Blockchain.info quickly made way to the web to publish a short statement that the service had patched against the bug recently and that it uses Cloudflare (who patched a week ago.)

Coinbase has not yet reported in; but tests of the website show that it is not immediately vulnerable.

BTCJam investigates reports of bitcoin thefts

In the midst of the reveal that the Heartbleed bug could allow sensitive information to leak out of OpenSSL connections, BTCjam customers began to notice coins being drained from their accounts. BTCjam is a bitcoin peer-to-peer microloan platform that enables people to lend and borrow.

SiliconANGLE founding editor Mark ‘Rizzn’ Hopkins contacted BTCjam about the apparent loss and received a message stating,

If you guys believe your accounts were hacked, please send me an email at alexis@btcjam.com. We are currently looking into this, and I am comprising a list of claims. Thank you, and please stand by for an official statement later on today.

The website was finally taken offline after the heist reportedly reached 42 BTC.

The address to which funds appear to have been siphoned is identified as 1JBBbQkwR6qVmxyPq22VsfygeLdFYgqhmP and shortly after writing this the coins were swept out again.

Twitter user qwertyoruiop appears to have gotten swept up in the BTCjam theft and is right now investigating the addresses in question.



According to the tweet history, it appears as if qwertyoruiop knows the person involved, but is not involved themselves in the theft. The number of stolen coins has been verified as a total of 42 and qwertyoruiop has stated that once they have gained control of the coins the property will be returned to BTCjam.

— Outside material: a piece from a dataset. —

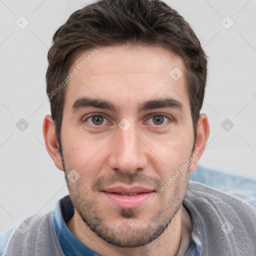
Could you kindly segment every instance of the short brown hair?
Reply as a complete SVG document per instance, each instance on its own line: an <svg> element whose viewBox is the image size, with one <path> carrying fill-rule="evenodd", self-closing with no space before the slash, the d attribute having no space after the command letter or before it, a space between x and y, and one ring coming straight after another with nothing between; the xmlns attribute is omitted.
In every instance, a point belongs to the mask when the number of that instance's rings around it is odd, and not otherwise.
<svg viewBox="0 0 256 256"><path fill-rule="evenodd" d="M58 86L76 58L84 50L127 44L162 46L182 58L196 140L206 85L206 56L189 24L164 2L98 1L73 13L52 41L48 56L46 91L59 144L66 90L61 86L58 90Z"/></svg>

Detecting and fixing the problem

News of the Heartbleed vulnerability and its widespread impact has been apparently known about since 2011, but it did not become widely exploited or known until extremely recently. To facilitate a swift move to patch and fix potentially vulnerable systems, Italian security researcher Filippo Valsorda built a web-based test that should reveal if a particular web site is vulnerable.

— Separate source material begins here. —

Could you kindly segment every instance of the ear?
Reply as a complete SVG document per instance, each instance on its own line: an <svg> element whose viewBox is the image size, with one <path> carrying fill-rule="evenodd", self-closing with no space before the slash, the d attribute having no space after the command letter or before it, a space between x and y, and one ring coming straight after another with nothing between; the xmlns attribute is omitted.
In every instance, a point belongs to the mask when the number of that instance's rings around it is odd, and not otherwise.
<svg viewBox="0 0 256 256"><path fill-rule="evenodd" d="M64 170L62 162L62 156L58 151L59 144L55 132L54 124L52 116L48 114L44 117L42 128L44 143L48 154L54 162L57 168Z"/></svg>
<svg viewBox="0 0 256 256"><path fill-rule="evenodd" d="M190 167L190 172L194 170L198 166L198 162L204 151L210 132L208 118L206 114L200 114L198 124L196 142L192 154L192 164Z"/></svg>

News of the bug was released widely by Finnish IT security company Codenomicon via the Heartbleed bug website. The website reveals that the most commonly affected web servers running OpenSSL, potentially vulnerable, would be Apache and nginx, which together make up around 66% of all web sites. Also e-mail servers, chat, and VPNs all use SSL and TLS which could be vulnerable.

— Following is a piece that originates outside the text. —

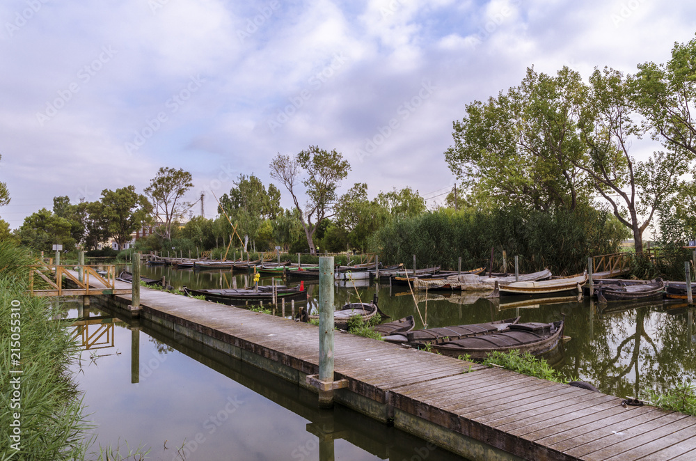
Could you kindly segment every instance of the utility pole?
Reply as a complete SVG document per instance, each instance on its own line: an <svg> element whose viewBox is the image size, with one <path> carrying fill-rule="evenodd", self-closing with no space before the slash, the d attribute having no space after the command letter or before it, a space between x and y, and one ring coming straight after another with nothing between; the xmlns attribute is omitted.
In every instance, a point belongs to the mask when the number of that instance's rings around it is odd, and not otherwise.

In short, lots of operations teams have some quick work to do in order to clean up this bug before someone tries to exploit it.

The bug’s name, Heartbleed, comes from the part of OpenSSL the bug affects: “the implementation of the TLS/DTLS (transport layer security protocols) heartbeat extension (RFC6520).” The exploit causes the extension to leak memory from the secured message to the attacker, thus “bleeding” during “heartbeat.”

The bug was discovered by a team of security engineers (Riku, Antti and Matti) at Codenomicon and Neel Mehta of Google Security.